24 Bedachtzaamheid is de kroon der wijzen, Dwaasheid de krans der dommen.
La richesse est une couronne pour les sages; La folie des insensés est toujours de la folie.
25 Een betrouwbaar getuige redt mensenlevens; Maar wie leugen verspreidt, pleegt verraad.
Le témoin véridique délivre des âmes, Mais le trompeur dit des mensonges.
26 Op het ontzag voor Jahweh mag de sterke vertrouwen, Ook zijn kinderen vinden daarin een toevlucht.
Celui qui craint l’Éternel possède un appui ferme, Et ses enfants ont un refuge auprès de lui.
27 Het ontzag voor Jahweh is een bron van leven; Daardoor vermijdt men de strikken des doods.
La crainte de l’Éternel est une source de vie, Pour détourner des pièges de la mort.

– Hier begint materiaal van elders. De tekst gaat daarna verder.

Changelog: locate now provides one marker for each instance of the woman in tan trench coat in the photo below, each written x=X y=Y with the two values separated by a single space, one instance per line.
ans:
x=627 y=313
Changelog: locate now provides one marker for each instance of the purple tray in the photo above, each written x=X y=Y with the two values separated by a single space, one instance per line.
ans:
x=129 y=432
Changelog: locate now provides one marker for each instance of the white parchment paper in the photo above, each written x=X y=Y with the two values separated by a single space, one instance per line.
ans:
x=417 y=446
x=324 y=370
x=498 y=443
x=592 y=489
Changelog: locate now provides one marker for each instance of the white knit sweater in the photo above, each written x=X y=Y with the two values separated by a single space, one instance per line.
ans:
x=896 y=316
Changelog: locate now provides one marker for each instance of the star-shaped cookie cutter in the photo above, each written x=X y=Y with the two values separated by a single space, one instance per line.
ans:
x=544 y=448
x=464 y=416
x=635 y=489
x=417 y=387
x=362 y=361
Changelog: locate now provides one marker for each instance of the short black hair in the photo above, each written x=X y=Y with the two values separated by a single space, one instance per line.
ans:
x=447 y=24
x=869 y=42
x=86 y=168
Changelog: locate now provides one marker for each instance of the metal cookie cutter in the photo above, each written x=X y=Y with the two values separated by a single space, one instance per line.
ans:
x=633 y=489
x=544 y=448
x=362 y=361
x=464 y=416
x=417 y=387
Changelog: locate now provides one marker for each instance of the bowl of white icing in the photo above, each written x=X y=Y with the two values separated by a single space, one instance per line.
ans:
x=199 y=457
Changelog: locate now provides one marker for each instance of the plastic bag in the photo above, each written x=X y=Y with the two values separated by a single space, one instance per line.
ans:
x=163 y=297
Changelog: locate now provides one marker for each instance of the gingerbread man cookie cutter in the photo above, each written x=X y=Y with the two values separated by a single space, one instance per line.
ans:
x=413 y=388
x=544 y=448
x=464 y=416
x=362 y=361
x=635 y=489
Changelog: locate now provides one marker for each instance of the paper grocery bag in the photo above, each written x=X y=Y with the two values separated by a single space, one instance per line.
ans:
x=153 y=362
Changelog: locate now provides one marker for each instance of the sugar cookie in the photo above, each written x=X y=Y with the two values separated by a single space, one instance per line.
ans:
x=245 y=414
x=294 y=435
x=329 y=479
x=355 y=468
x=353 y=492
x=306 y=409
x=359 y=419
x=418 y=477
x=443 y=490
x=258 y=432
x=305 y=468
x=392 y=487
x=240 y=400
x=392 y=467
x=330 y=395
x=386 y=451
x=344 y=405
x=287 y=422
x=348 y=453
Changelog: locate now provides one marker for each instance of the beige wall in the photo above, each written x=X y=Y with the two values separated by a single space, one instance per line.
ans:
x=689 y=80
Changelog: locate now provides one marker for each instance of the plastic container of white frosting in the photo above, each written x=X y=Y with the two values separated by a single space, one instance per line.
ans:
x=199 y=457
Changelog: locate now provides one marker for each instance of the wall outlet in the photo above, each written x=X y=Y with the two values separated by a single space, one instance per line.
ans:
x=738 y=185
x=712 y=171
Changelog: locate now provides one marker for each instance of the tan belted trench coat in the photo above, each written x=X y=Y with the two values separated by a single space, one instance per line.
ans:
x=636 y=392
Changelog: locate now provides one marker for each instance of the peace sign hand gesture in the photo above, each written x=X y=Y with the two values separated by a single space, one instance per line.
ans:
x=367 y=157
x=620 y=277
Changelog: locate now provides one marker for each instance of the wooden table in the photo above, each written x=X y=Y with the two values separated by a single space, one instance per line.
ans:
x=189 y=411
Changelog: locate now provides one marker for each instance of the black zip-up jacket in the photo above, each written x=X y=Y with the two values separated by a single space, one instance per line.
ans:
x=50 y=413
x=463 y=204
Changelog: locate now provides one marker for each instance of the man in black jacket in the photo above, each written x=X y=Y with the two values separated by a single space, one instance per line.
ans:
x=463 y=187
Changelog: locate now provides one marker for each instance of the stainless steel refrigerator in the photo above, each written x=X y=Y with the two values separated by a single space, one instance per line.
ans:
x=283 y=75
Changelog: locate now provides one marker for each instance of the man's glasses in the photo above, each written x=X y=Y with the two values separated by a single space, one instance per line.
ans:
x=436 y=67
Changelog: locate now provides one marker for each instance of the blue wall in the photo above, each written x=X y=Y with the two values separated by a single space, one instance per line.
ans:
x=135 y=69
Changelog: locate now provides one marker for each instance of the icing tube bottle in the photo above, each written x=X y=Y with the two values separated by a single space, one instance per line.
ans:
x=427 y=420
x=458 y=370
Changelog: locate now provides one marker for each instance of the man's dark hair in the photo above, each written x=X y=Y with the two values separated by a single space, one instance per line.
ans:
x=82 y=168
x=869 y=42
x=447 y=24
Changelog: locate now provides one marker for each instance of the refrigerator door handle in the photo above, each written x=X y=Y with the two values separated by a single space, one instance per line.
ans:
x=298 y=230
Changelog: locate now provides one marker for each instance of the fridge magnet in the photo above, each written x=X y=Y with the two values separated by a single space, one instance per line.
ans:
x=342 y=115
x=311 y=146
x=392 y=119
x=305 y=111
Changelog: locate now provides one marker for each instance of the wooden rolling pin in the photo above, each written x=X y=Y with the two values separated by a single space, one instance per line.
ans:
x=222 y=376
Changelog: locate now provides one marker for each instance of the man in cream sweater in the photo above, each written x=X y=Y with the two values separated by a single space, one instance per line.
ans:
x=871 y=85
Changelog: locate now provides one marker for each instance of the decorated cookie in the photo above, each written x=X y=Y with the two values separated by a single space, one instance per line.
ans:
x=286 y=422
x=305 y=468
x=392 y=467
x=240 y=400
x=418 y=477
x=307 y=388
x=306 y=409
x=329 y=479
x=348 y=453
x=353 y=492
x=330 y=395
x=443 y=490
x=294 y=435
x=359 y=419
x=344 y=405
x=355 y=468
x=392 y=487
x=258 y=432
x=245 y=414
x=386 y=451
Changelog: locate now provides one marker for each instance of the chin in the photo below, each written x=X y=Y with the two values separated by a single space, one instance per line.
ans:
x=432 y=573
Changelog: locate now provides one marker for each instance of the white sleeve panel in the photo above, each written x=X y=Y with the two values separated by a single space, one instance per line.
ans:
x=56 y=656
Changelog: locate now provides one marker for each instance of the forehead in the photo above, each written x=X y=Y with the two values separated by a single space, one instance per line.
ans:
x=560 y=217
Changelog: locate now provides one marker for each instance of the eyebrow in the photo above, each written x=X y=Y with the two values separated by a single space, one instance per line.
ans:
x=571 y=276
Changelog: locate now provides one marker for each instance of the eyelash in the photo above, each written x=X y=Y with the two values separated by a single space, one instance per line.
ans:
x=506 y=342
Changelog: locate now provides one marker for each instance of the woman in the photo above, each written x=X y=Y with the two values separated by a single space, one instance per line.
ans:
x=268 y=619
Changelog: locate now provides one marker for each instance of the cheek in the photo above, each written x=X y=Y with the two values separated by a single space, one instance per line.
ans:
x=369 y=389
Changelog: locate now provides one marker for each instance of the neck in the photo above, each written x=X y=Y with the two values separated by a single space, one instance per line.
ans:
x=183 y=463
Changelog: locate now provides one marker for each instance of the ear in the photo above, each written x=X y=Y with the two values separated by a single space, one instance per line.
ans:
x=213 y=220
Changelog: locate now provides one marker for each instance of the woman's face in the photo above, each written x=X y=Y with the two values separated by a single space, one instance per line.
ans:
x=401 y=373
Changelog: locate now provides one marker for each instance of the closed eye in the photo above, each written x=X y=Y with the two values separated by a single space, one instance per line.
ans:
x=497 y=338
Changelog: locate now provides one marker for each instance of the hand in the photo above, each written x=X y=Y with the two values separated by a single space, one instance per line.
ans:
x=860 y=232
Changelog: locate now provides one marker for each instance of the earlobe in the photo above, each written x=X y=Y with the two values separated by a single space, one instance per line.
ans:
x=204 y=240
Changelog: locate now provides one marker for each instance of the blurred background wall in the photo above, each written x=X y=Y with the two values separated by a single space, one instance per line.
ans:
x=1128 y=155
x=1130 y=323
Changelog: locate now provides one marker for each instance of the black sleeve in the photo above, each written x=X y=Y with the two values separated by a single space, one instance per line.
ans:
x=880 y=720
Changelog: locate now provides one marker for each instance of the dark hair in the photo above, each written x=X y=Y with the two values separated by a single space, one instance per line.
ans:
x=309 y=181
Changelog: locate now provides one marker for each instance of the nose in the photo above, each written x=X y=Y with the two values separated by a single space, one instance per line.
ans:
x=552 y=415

28 Trots gaat een vorst op een talrijke bevolking, Gebrek aan volk is het eind van een heerser.
Quand le peuple est nombreux, c’est la gloire d’un roi; Quand le peuple manque, c’est la ruine du prince.
29 De lankmoedige is rijk aan doorzicht, De ongeduldige stapelt dwaasheden op.
Celui qui est lent à la colère a une grande intelligence, Mais celui qui est prompt à s’emporter proclame sa folie.
30 Een kalme natuur doet het lichaam goed, Hartstocht is een kanker voor het gebeente.
Un cœur calme est la vie du corps, Mais l’envie est la carie des os.
31 Die een arme verdrukt, smaadt zijn Schepper; Maar wie zich over hem ontfermt, brengt Hem eer.
Opprimer le pauvre, c’est outrager celui qui l’a fait; Mais avoir pitié de l’indigent, c’est l’honorer.
32 Door zijn boosheid wordt de zondaar voortgejaagd, Maar de rechtvaardige vindt een toevlucht in zijn deugd.
Le méchant est renversé par sa méchanceté, Mais le juste trouve un refuge même en sa mort.
33 In het hart van een verstandige vindt de wijsheid een rustplaats, In het binnenste der dwazen is zij niet bekend.
Dans un cœur intelligent repose la sagesse, Mais au milieu des insensés elle se montre à découvert.
34 Rechtvaardigheid verheft een volk, De zonde brengt de naties tot schande.
La justice élève une nation, Mais le péché est la honte des peuples.
35 De koning heeft behagen in een verstandig dienaar, Maar zijn toorn doodt hem, die zich misdraagt.
La faveur du roi est pour le serviteur prudent, Et sa colère pour celui qui fait honte.